There is close integration between Google Calendar and other Google apps. For example, Gmail users who also subscribe to Google Calendar can have the events mentioned in emails automatically populated in Google Calendar. This feature is unique and offers the utmost convenience to users, which underlines the reason for the popularity of Google Calendar that can serve many functions of a personal assistant. Similarly, there is close integration between the calendar and other Google apps.
But along with the convenience comes the threat of hackers and cybercriminals who are exploiting the popularity of both Gmail and Google Calendar. They target users for accessing their credential related information by hacking into their systems and luring them to divulge information by using various tricks. This has been the finding of Kaspersky’s security researchers. Users must take guard to protect their privacy and personal information that remains exposed to the risks of falling into the wrong hands.
What is the attack like?
Cybercriminals bank upon the tight integration of various Google apps and services to carry out malicious attacks. They access personal information that can have significant business prospects on the dark web. According to calendly.com, the attacks are nothing short of a sophisticated scam; the primary target of the attack is Gmail users who are victims of unsolicited and malicious Google Calendar notifications. The design of the calendar app allows anyone to set up a meeting with you. The design of Gmail, which receives the notification of the invitation, is such that it tightly integrates with the calendar functionality.
On sending a calendar notification to any user, they receive it as a pop-up notification on their smartphone. The cybercriminals create their invitations to include a malicious link to take advantage of the trust that develops due to the user’s familiarity with notifications. Security watchers and researchers have observed that attackers consistently use the technique for a month to trick users with phishing links that lead to sites that facilitate stealing credentials.
The attackers populate the topic and location field to deceive users by announcing a fake questionnaire with financial incentives. They also create fake online polls to lure the victim to follow the malicious link that can be useful for them to collect credit card details and bank account details, which are the primary targets. The non-traditional technique of attack allows criminals to get around the fact that people are aware of by clicking on suspicious links that can be deceptive.
More than phishing
The technique of duping users described above is more than plain phishing. According to security experts, the technique is the gateway for opening a whole range of social engineering attacks. The risks are much more than just stealing personal information because they can use it to gain access to a building. For instance, you can use a calendar invite to set up a face to face appointment for building maintenance or an interview with someone on some pre-text, which could help in physically accessing secure areas. The danger is much beyond the realms of phishing attacks, although it looks much similar.
How to mitigate the risk?
One thing that calendar users must keep in mind is that the more convenience they seek, the higher are the chances of inviting problems. Use automation with discretion is advice from security experts. They recommend turning off the function of calendar invitations automatically. To deactivate the functionality, go to the Google Calendar menu and then to ‘Event Setting’ under it. To disable the function ‘automatically add invitations,’ enable the function ‘only show invitations to which I have responded.’ Moreover, uncheck the ‘Show declined events’ in the View Options section.
It might happen that the above method does not suit you because it seems impractical, which can happen to many other users who rely on this type of schedule. In such a case, there is another way of tackling the problem. You must be extra careful and vigilant in examining every invitational email that you receive. If it feels unusual, wrong, or weird, then verify the origin of the email and ask the sender if they have sent it. Relying on your brain could give better results than relying on technology to detect phishing emails that can have far-reaching effects on your privacy and security.

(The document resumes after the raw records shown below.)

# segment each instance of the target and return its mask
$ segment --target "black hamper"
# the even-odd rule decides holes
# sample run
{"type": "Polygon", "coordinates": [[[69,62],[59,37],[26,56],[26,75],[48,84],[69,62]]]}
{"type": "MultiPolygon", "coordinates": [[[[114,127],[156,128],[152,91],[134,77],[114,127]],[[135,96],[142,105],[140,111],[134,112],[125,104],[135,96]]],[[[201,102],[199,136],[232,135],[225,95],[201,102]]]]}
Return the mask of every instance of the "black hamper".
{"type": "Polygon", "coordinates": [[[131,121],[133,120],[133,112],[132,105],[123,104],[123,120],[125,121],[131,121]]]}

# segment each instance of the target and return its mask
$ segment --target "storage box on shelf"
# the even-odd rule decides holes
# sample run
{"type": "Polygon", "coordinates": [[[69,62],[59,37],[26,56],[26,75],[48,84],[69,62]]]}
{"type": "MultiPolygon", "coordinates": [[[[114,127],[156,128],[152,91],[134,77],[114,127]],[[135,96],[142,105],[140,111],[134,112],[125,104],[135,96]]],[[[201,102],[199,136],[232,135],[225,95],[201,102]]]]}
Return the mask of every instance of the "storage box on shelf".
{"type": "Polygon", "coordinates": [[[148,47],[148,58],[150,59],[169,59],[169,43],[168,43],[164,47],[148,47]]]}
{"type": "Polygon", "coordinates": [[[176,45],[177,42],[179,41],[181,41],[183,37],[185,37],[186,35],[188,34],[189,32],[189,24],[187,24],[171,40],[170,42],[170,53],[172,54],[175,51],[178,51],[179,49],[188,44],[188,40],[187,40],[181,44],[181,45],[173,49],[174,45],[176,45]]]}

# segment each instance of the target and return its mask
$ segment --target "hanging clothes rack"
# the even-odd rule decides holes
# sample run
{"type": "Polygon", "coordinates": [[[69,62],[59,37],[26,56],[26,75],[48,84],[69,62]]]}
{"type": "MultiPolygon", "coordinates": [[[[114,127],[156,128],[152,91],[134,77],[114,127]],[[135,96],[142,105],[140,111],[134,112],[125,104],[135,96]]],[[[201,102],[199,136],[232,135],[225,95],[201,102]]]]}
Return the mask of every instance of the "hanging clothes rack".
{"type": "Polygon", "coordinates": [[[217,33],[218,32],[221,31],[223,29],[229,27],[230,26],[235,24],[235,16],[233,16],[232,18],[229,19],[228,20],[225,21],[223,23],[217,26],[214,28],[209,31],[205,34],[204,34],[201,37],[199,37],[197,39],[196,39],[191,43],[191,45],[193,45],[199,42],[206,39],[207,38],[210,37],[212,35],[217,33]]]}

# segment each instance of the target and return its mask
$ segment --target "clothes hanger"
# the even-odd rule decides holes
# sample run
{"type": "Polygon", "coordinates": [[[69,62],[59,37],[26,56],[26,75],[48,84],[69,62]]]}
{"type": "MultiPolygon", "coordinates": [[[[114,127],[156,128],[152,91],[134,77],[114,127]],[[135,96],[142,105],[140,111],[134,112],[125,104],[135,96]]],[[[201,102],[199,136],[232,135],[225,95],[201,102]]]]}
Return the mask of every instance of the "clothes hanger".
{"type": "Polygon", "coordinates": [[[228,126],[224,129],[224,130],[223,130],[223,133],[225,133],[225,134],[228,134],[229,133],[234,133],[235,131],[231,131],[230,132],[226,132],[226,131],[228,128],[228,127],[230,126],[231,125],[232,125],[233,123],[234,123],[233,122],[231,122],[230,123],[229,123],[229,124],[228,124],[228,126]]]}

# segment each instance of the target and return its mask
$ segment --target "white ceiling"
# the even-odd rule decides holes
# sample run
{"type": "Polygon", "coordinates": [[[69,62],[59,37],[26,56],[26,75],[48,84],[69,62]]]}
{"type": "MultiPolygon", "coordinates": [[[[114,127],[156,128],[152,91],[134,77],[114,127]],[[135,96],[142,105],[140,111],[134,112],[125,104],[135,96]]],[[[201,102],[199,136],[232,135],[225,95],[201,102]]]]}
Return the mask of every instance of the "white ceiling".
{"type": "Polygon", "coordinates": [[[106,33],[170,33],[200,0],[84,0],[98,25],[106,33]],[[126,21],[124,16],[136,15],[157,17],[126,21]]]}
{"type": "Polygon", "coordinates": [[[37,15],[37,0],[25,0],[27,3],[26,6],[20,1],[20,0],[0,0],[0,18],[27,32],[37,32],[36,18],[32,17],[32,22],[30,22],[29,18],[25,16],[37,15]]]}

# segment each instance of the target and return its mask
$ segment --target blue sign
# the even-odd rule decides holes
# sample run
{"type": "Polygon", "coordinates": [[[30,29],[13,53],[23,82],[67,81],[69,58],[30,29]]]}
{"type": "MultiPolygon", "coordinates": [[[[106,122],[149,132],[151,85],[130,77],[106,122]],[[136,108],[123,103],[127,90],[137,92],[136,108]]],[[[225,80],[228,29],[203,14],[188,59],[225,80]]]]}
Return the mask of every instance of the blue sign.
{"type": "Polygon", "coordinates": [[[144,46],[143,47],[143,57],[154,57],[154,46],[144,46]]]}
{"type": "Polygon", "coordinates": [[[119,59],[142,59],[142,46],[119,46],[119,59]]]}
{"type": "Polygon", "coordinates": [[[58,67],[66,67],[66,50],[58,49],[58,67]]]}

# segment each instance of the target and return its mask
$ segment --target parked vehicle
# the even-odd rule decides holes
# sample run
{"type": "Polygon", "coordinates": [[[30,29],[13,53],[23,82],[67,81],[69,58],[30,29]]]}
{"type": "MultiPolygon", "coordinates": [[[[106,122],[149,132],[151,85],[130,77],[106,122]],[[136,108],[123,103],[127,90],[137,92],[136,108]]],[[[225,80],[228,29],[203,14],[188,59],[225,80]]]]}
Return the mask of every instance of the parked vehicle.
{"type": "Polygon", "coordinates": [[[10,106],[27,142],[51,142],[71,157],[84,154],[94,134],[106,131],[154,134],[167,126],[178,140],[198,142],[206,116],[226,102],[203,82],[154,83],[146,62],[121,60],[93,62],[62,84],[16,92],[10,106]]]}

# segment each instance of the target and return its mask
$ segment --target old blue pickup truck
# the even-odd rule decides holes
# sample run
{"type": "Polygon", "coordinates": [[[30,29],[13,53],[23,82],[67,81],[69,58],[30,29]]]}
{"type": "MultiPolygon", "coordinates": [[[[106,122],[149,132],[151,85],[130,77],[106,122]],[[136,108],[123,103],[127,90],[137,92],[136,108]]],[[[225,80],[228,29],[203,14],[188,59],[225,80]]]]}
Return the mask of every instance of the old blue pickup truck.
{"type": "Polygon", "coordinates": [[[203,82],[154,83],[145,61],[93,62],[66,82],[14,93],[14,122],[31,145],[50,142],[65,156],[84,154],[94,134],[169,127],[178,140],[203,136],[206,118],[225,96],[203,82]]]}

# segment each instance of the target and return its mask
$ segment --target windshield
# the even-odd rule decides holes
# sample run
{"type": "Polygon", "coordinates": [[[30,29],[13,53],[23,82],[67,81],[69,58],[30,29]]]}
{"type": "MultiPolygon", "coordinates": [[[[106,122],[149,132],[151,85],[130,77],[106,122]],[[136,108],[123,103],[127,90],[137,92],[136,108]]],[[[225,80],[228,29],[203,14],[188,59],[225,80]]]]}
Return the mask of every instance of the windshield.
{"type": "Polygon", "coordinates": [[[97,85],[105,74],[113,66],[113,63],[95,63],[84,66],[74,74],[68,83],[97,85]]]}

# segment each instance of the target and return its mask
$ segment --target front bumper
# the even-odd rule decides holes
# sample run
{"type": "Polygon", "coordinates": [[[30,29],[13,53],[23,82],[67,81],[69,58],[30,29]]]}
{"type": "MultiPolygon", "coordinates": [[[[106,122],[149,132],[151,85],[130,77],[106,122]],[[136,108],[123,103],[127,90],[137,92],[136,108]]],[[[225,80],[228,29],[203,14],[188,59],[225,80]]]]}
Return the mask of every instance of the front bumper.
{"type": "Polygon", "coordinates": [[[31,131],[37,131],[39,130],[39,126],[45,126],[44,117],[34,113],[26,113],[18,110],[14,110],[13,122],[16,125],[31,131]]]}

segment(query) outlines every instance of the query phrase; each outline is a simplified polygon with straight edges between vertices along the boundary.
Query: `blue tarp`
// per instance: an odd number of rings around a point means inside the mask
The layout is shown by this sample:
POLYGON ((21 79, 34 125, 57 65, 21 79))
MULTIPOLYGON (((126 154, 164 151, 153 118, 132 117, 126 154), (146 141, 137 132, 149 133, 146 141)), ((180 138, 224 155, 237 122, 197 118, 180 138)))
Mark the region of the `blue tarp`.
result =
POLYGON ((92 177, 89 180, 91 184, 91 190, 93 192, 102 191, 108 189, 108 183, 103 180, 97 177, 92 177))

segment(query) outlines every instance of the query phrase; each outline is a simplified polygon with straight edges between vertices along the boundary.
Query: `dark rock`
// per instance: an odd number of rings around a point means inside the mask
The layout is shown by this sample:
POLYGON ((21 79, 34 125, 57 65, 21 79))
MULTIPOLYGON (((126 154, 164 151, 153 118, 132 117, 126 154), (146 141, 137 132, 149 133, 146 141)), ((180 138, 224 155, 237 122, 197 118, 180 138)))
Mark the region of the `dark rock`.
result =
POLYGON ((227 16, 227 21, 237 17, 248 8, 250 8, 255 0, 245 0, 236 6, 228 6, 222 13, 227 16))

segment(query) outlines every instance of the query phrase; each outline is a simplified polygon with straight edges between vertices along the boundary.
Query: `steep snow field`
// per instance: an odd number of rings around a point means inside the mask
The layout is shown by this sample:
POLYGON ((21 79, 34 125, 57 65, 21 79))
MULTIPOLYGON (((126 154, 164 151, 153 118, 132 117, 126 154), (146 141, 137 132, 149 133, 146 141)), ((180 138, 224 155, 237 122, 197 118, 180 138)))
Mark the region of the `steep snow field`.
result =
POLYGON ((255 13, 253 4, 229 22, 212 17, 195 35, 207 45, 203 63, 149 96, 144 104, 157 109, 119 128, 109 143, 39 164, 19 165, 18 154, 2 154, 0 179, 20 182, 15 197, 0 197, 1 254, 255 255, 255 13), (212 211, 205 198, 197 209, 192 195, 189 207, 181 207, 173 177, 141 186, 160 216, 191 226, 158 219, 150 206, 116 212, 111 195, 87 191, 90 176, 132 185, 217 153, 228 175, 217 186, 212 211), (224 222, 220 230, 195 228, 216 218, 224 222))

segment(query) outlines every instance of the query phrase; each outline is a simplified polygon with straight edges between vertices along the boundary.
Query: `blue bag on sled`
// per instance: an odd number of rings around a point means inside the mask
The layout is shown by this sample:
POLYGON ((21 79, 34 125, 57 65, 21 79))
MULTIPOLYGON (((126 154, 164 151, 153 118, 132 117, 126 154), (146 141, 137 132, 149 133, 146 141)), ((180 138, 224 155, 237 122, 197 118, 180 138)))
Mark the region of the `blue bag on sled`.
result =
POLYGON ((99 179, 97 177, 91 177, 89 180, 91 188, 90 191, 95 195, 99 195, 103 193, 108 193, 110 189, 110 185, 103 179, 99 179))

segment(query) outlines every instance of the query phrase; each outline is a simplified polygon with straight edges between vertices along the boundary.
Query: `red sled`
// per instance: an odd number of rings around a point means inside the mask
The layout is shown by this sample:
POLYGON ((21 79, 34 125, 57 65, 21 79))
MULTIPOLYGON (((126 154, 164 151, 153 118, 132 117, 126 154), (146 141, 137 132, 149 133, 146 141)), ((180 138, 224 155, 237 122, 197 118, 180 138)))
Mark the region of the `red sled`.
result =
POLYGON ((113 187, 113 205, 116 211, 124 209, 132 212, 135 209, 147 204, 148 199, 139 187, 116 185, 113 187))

A third way to ensure safety against phishing is to rein in your curiosity and give up the habit of clicking on every mail attachment or link you encounter. Rely on your gut feeling to decide which attachments to open and discard outright and delete without a second thought. However, it is best to pay heed to the first piece of advice and use the calendar settings to stop adding invitations to your calendar automatically.
What was Google’s reaction to the issue that was brought to their notice way back in 2017? Google has always worked for offering the best user experience, which remains non-negotiable for the tech giant. When informed about the vulnerability, Google accepted it and responded by adding an option for disabling the functionality. However, the action was not fool-proof, as proved by security researchers who were able to find a way around it and brought it to Google’s notice.
While replying to the researchers, Google admitted that it was plain eyewash to soothe the nerves of users as it did not have any intention of fixing the problem because of wider ramifications. Making any change to the functionality would result in major drawbacks for the functionality of legitimate API events with Google Calendar.
Against this backdrop, it becomes clear that self-help is the best help. Users must reduce their over-dependence on automatic functionalities as much as possible when using Google Calendar and stop using the functionality of automatic adding of events to the calendar by extracting it from Gmail. Instead, scrutinize every mail invitation and take the best decision in dealing with it either by accepting or rejecting it by judging its genuineness.